[druid-user] segments

My ingestion spec includes the following granularitySpec and transformSpec.

“granularitySpec”: {
“segmentGranularity”: “day”,
“queryGranularity”: “fifteen_minute”,
“rollup”: true
},
“transformSpec”: {
“transforms”: [
{ “type”: “expression”, “name”: “__time”, “expression”: “timestamp_ceil(__time, ‘PT15M’) + __time - timestamp_floor(__time,‘PT15M’)” }
]
}

Although I have many days in my kafka topic, I noticed that when I run this
a single nano-server or single small server, it only creates two segments.

I am expecting a segment each day.

Am I missing something?

I’ll try to reproduce this.
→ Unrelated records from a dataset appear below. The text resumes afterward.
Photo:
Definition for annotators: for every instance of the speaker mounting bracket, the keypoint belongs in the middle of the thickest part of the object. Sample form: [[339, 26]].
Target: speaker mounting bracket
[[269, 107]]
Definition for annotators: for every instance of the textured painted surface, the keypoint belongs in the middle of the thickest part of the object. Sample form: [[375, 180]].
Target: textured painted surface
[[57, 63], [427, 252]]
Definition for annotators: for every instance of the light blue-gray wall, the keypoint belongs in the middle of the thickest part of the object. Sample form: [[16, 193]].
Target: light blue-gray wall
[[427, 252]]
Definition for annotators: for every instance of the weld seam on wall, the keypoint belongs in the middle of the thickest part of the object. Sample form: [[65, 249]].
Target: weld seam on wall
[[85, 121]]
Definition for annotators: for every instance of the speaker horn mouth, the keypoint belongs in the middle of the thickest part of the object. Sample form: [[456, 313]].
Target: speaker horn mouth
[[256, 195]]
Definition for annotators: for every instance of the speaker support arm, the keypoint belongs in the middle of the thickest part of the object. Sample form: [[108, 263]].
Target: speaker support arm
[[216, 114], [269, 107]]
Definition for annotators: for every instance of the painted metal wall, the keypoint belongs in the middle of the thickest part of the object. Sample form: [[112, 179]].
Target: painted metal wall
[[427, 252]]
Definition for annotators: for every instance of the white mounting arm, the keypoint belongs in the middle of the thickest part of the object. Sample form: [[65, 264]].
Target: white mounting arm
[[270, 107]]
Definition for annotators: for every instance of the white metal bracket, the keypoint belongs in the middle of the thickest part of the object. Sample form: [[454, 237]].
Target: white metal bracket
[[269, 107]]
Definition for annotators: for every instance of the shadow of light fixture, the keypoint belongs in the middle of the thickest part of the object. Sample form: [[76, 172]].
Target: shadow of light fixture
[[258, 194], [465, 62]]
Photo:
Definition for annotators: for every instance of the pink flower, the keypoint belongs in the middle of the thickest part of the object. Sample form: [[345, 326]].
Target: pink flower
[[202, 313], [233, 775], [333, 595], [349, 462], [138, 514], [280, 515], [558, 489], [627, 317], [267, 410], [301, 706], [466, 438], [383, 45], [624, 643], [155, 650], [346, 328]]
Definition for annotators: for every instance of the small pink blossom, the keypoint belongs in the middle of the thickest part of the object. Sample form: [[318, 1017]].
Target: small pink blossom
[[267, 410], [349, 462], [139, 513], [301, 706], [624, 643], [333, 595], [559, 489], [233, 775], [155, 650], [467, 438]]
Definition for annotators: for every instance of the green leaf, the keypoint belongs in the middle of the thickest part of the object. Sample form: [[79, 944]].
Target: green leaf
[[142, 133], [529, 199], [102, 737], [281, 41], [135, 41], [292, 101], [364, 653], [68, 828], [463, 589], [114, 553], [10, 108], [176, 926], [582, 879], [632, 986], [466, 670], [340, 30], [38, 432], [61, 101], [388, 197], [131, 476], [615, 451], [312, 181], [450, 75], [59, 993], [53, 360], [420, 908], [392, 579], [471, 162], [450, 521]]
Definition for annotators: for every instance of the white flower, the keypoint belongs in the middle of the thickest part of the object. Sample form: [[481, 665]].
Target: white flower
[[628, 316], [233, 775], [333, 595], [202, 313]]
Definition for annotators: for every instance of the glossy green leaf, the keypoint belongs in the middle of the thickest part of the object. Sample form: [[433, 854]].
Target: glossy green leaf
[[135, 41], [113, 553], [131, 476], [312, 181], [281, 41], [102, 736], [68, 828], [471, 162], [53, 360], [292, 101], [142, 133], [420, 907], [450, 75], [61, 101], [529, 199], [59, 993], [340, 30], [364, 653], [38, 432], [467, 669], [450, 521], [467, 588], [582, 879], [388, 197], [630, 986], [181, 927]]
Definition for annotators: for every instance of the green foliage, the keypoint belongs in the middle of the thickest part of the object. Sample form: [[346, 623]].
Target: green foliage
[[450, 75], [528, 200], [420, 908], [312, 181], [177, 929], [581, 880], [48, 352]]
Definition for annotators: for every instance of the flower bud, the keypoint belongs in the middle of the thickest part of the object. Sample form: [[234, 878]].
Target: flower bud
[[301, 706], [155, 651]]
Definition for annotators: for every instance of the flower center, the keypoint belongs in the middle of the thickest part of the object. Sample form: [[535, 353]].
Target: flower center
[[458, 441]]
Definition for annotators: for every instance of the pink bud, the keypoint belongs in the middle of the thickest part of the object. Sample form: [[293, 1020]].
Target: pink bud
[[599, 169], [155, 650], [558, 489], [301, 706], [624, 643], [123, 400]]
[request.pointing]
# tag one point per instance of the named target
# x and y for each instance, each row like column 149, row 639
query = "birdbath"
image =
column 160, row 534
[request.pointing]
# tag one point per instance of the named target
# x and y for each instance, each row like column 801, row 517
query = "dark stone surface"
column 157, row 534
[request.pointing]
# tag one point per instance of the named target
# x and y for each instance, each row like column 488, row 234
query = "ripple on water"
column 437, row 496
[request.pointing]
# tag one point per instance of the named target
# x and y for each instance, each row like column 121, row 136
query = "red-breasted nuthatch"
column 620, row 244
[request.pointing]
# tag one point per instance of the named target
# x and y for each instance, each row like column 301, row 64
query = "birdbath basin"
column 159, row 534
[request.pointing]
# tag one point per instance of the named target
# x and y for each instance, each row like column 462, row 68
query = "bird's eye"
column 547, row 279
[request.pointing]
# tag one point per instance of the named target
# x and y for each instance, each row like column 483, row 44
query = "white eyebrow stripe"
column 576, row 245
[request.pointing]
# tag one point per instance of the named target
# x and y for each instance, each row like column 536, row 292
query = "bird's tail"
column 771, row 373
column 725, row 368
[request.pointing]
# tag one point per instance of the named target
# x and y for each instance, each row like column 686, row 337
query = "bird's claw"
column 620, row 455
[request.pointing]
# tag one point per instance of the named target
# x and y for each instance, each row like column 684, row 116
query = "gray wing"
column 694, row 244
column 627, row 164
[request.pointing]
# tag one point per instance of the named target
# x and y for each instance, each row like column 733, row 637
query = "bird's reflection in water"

For my own clarification: are the Kafka tasks running but not publishing segments?

Also it may be worth checking the setting you have for useEarliestOffset and *messageRejection* in your tuningConfig

Hi Mark, yes, that was the behavior that I observed. The segments were not published. I was running this on both nano quickstart and single server small configurations without deep storage.

Is there a limit to how much data it can ingest? Most of my settings are default. I only changed the ports around and enabled Kafka Indexing and avro.

Hi Peter,

Thank you for replying. I did not set any of the messageRejection configurations.

There shouldn’t be a limit as to how much data can be stored - up to your available disk space. If records aren’t being read, you might check task logs, middle manager logs, coordinator logs. If they are, but you only see 2 segments, I’d also check the timestamp config in the spec. You said you have many days of data, but I’d verify that you’re pulling the right field for the timestamp.

Well, this only happens when “useEarliestOffset”: true. If I use “useEarliestOffset”: false then I can see many different segments load.

This kafka topic constantly recieves time-series data.

Is the data in the topic published in time order ?

It seems strange that useEarliestOffset = false would produce many segments. I would expect the opposite because it is supposed to mean that you start reading the topic from the end, from the most recent messages and only continue with new messages. useEarliestOffset = true would read from the beginning of the topic, from the earliest message available in the topic and read all the messages up to now.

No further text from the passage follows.